Birrpai

Ngioka Bunda-Heath (Wakka Wakka, Ngugi, Birrpai) (VIC)

  • 50% visual content
  • Auslan interpreting
  • Wheelchair access
  • Blaktix

Co-commissioned with Chunky Move as part of Chunky Move+

Presented in association with Blak Dot Gallery

How do you take representation back? Ngioka Bunda-Heath’s new dance project and photographic exhibition portrays colonial photography from a First Nations’ perspective. A follow-up to her 2019 work, Blood Quantum, interrogating her mother’s story, Birrpai now shifts the focus to her patrilineal heritage.

Birrpai draws parallels between the colonial gaze and today’s selfie culture, combining photography, movement, and storytelling. Bunda-Heath’s father, John Heath, is an Indigenous Historian whose research includes the photographic work of non-Indigenous ‘culturist’ Thomas Dick. Dick, capturing “images of the dying race”, made members of the Birrpai community into museum curios through his series of staged photographs. Collected and archived in museums around the world, these images create chronologically false imageries of families, fabricated and fantasised based on Dick’s colonial imaginaries.
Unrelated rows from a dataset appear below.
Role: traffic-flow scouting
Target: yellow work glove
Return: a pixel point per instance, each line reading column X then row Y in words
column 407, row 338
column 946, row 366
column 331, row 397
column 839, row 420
Birrpai reclaims these stories, switching the gaze and refocusing the lenses that have until now publicly framed the artist’s ancestors.

Content Warnings

We would like to advise Indigenous Australians that this show’s material may contain images or names of an Indigenous Australians who have passed.

Birrpai is supported by the Victorian Government through Creative Victoria, Brunswick Mechanics Institute and the City of Moreland. Chunky Move + is supported by the Besen Family Foundation. This project is supported by Lucy Guerin Inc via a studio residency at WXYZ Studio.
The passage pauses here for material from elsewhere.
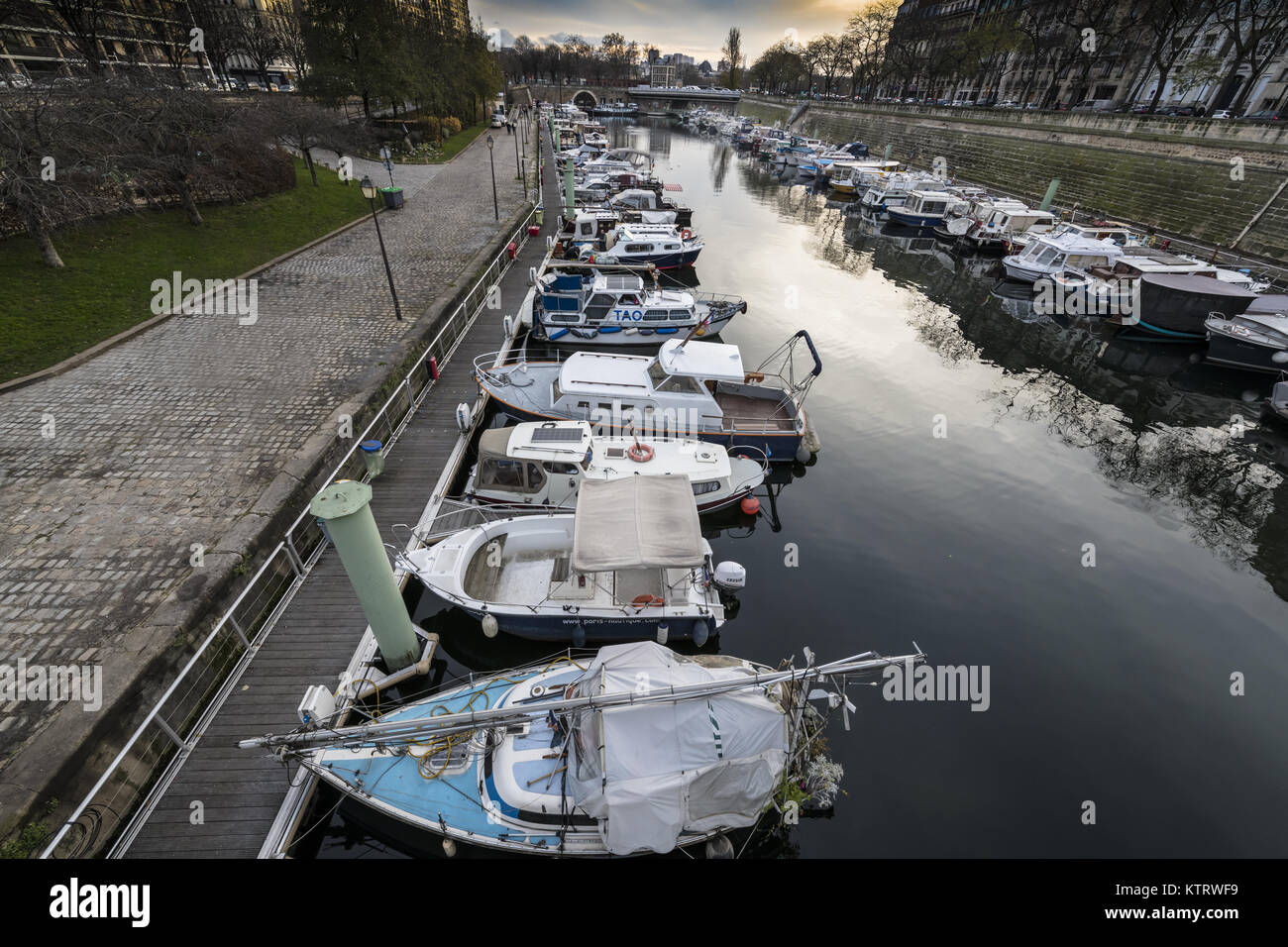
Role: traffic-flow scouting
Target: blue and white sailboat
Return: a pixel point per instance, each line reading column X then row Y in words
column 639, row 750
Choreographer and Performer: Ngioka Bunda-Heath 
Cultural Consultant and Performer: John Heath 
Dramaturge and Movement Director: Joel Bray 
Mentor: Carly Sheppard 
Sound Engineer: Daniel Nixon
Lighting Designer: Rachel Lee 
Production Stage Manager: Stephanie Cox 

Ngioka Bunda-Heath is Wakka Wakka, Ngugi from Queensland through her Mother and Birrpai from New South Wales through her Father. Ngioka completed her Advanced Diploma in the Performing Arts (Dance) at the ​Aboriginal Centre of the Performing Arts​ and her Bachelor of Fine Arts (Dance) at the ​Victorian College of the Arts. ​She is the first Aboriginal Women to graduate from the university in her field.

Ngioka has travelled overseas, dancing in Noumea, New Caledonia with ​Compine Maado,​ Banffin Canada as apart of the ​International Indigenous Dance Residency ​and took part of the ​World Dance Alliance ​in France. She has also performed her own work in Los Angeles as a part of the International Association of Blacks in Dance Conference and Festival ​and was selected as an Australian Delegate for the Fist Nation Dialogues in NYC as apart of the NYC Festival and APAP.
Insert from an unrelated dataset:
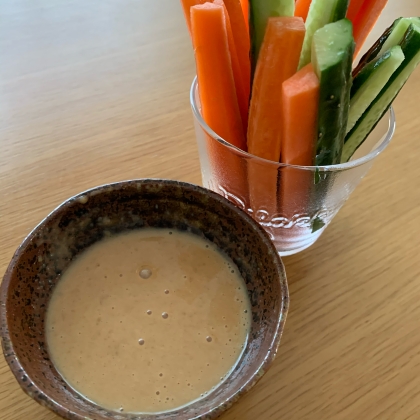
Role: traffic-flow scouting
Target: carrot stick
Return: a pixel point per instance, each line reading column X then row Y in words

After graduating VCA, Ngioka accepted a traineeship with ​Bangarra Dance Theatre ​teaching in rural Victoria with their Youth Education Program called ​Rekindling ​and has been performing and teaching in remote communities all around Australia with the ​Indigenous Hip Hop Projects.

Ngioka is a founding dancer for Mariaa Randall’s Indigenous female dance Company called DUBAIKUNGKAMIYALK and choreographed her first work ​Blood Quantum ​for the YIRRAMBOI First Nations Arts Festival 2019 at Lucy Guerin Inc, WXYZ Studios.